The under 10K titles are kids and specialty comics for both DC and Marvel.  Ignoring that, what do we see?  While some of that is first issues and launches, Marvel’s getting a little more activity in the 70-90K range than DC is.  Gravity continues to drag the DC line down.  Marvel’s sweet spot is the mid-list from 20-40K.  DC has a LOT of books that have fallen under 20K.  That’s their biggest band, even if what’s left of Vertigo falls in there.

I talk about DC titles entering the danger zone when they drop below 18K.  Marvel would seem to have less tolerance for titles selling under 18K if you look at their chart.

I also see a no-man’s land (and not the Batman version) around 60K to just under 80K.  Either it’s a big book or it’s mid-list.  Batman may just be the anomaly and 85K on a regular basis may be the reasonable definition of a hit right now.  Slim pickings when you get too much below that and Marvel has to a little disappointed their solo character titles, outside of the great dead Spidey stunt aren’t able to hold 60K.

On the indie side of things, Walking Dead leads the way with a big 63K.  The power books include Saga at 48K, Star Wars at 46K, My Little Pony at 43K and 34K, Legend of the Shadow Clan at 33K ($1 book), Happy at 26K, Adventure Time at 22K and 20K and Shadow: Year One at 19K.

It used to be you’d call an indie book a big success if it cracked 10K.  I counted 57 of those for February.  A lot of those were licensed, but it appears to still be a good time to be in Indie comics.  Gravity drags DC and Marvel down to the 10K-40K sales range, indies keep their slow, but steady climb.


  1. I wonder what it is about Batman and JL that keeps their sales so high. JL is actually sliding down a bit but Batman has been an absolute juggernaut.

    DC does have a dangerous amount of books 10-19k range. Marvel seem to have a slightly stronger mid-range at the moment.

  2. This demonstrates I think some of the long-term dangers of relying on variant covers to temporarily boost sales. I wonder how many retailers found themselves guessculating on 53 different JLA covers, which tied up the money they could have spent on ordering a few more copies of Vibe & Katana? Stunt publishing boosts the very top at the risk of the mid- and low-tier titles.
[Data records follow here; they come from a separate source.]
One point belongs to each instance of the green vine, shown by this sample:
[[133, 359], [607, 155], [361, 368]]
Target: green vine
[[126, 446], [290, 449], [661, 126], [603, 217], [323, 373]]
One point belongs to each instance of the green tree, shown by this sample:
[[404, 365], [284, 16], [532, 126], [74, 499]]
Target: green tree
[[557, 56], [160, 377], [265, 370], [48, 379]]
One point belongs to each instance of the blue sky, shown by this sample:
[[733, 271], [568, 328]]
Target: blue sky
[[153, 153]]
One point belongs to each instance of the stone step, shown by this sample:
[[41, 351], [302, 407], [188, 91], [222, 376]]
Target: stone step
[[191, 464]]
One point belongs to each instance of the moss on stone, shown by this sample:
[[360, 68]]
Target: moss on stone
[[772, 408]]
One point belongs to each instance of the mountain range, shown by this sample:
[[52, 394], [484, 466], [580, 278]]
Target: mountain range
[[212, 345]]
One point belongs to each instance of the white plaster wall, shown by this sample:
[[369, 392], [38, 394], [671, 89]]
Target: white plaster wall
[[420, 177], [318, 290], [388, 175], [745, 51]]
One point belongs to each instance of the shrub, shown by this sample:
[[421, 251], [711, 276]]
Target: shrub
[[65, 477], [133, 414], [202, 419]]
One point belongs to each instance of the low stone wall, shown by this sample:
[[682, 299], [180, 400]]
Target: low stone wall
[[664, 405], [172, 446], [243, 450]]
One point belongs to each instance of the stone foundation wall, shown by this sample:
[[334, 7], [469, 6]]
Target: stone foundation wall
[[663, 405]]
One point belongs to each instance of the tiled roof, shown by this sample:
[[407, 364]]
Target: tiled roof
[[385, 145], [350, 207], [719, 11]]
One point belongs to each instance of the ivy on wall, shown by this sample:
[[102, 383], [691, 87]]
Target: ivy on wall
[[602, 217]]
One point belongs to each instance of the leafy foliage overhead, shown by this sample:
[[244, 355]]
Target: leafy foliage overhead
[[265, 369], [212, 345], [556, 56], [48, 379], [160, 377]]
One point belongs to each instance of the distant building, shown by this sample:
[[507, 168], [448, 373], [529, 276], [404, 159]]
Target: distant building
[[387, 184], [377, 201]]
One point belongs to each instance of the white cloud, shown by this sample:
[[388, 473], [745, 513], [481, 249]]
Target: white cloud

  3. I did an analysis comparing the Marvel Now numbers to the DC 52 numbers as aligned by issue number. When you look at the sales side by side, you see the Marvel Now numbers falling at a MUCH faster pace than the DC 52.

    For example:
    Batwoman #1 = 87k, #5 = 52k
    X-Men Legacy #1 = 87k, #5 = 35k

    Indestructible Hulk #1 = 118k, #3 = 59k
    Batman Dark Knight #1 = 118k, #3 = 78k

    And on and on.

  4. @Jonboy- I suspect that the new 52 fell at a much slower rate than Marvel NOW because of the various incentives DC employed for the first 15 months of the initiative. There were variant ratios for all their top selling titles (1:25, 1:50 etc), deep discounts for higher orders for some titles and a good chunk (most of the line) was made returnable for orders up to a certain level. These incentives probably allowed retailers take a greater risk with the titles thus slowing down the attrition on the titles. Marvel on the other hand simply employed tons of variants for the first issues and left the books find their level on their own. I actually prefer DCs approach as it gave titles like Swamp Thing and Animal man a fighting chance in a crowded market place dominated by the more popular characters like Batman.

  5. @ saipaman, While creatively a good idea, and probably a more sustainable long-term plan, they would likely see it as leaving money on the table. If book X sells 19K, and that’s enough to pay talent and cover costs, why cancel it unless you know those 19K would shift to one of your other titles and not the competition’s (or just vanish altogether).